Anyone who pretends your average consumer can overcome energy bills of nearly £3,000 and worldwide food shortages through savviness alone is either deluded, callous or both. That’s why Rishi Sunak has agreed, against all his political instincts, to spend an extra £15bn to convert his £200 energy loan into a £400 grant and send emergency payments of £650 to poorer households.
Tory MPs will be far more reluctant to offer up their startingly original money-saving strategies when their own Chancellor has conceded they aren’t enough. Still, spare a thought for financial journalists who are being asked to do the increasingly impossible: provide advice that doesn’t come across as out of touch, judgemental and patronising.
There’s growing public hostility to even the most well-intentioned and useful suggestions. One producer told me just before a pre-recorded radio interview that their young audience feedback on money-saving tips has become far more negative recently (before asking me to deliver my best money-saving tips. No pressure!)
It’s partly because the scales are dropping from our eyes about today’s online hustle culture. Influencers, entrepreneurs and so-called “girl boss” feminists might have previously persuaded us that individual effort can always triumph over adverse circumstances without any loss of integrity or authenticity.
Now, we’re not so sure. And that objectivity has extended to money-saving. We’re slowly realising it’s all a bit more complicated than the clickbait articles and 60-second “how to” videos would have us believe.
Take food shopping, the most obvious place to start cutting back. Experts rightly preach the benefits of cooking meals at home, being resourceful with ingredients and shunning expensive takeaways. All of this is self-evident if you’re of an older vintage, having grown up with finite food choice and simple meals (probably cooked by a stay-at-home mum) every night.
But achieving the maximum food savings today requires that most of us make radical lifestyle changes. I am largely in control of my hours with no dependents or caring responsibilities.
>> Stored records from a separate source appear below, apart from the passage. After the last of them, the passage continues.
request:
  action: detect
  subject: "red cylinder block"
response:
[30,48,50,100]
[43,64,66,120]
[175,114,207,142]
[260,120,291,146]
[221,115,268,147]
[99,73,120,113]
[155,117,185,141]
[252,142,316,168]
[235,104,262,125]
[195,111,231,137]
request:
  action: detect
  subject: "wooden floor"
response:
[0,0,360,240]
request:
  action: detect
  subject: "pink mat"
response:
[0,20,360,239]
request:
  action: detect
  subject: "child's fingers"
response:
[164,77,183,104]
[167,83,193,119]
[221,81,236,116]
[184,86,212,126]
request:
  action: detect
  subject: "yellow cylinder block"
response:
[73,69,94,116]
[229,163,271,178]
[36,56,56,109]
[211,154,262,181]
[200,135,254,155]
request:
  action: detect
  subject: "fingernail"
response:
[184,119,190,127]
But a working life still means I don’t always have the time and energy for the demands of food frugality.
Batch cooking, meal planning, comparison shopping, getting to the clearance shelves at the right time…it can all become incredibly time-consuming, disruptive and exhausting for working families, as anti-poverty campaigner Jack Monroe has argued. Of course, poorer households have no choice. But the rest of us with a financial cushion make trade-offs so we’re not trapped in constant drudgery.
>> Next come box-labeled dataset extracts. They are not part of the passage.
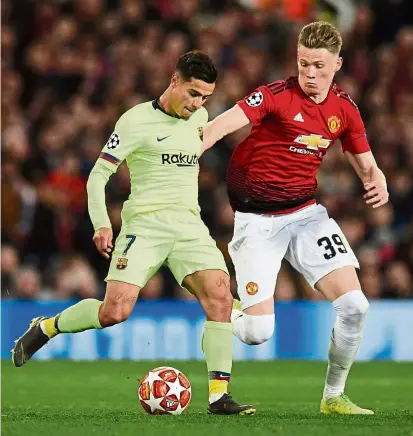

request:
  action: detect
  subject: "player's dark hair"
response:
[175,50,218,83]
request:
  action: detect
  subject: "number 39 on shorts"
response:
[317,233,347,260]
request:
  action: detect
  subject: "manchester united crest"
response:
[327,115,341,133]
[245,282,259,295]
[198,127,204,141]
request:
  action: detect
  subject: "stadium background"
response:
[1,0,413,360]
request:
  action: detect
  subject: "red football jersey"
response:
[227,77,370,214]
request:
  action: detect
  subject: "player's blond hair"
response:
[298,21,343,54]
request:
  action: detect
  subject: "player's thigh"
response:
[314,266,361,301]
[286,205,360,300]
[99,280,141,326]
[228,212,290,315]
[106,214,174,288]
[183,269,233,322]
[165,214,229,285]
However, there’s another reason why money-saving advice can sometimes feel disconnected from reality. It assumes we are all homo economicus, the model put forward by John Stuart Mill in the 19th century to describe our infinite capacity to make rational decisions. Just stop doing this, start doing that, and hey presto, you’ll save money. Simple!
Except… we’re less homo economicus, more Homer Simpson (to borrow a joke from Philip Corr and Anke Plagnol). In their book, Behavioural Economics: The Basics, the two academics describe various experiences that will be familiar to all of us, no matter how rational we try to be.
There’s our misuse of commitment devices, like expensive gym memberships we don’t use despite our best intentions. There’s our inconsistent “mental accounting” whereby we might scrimp in one area while splashing out in another. And think about how much our spending is driven by psychological and physiological states (such as stress or hunger), which in turn can be heavily determined by our personality traits.
When Homer sells his soul to The Devil Flanders for a doughnut, we can all relate on some level. Just substitute the donut for whatever product has forged those instant, delicious reward pathways in your head. Because I guarantee you, there will be at least one. And breaking down those pathways once they start controlling you is the single hardest thing you can do. But it’s undoubtedly the most important.
That’s why I empathise with the students living in my building who use takeaway apps several times a week. These apps are addictive, normalised and relentlessly marketed. But it’s why those young people need deeper advice on how to end their reliance on takeaways, which will save them thousands of pounds in the long run. Simply telling them to stop won’t work.
None of us should give up trying to save money. But it’s time to acknowledge the often overwhelming internal and external forces that mean for many of us, money-saving is more in the breach than the observance.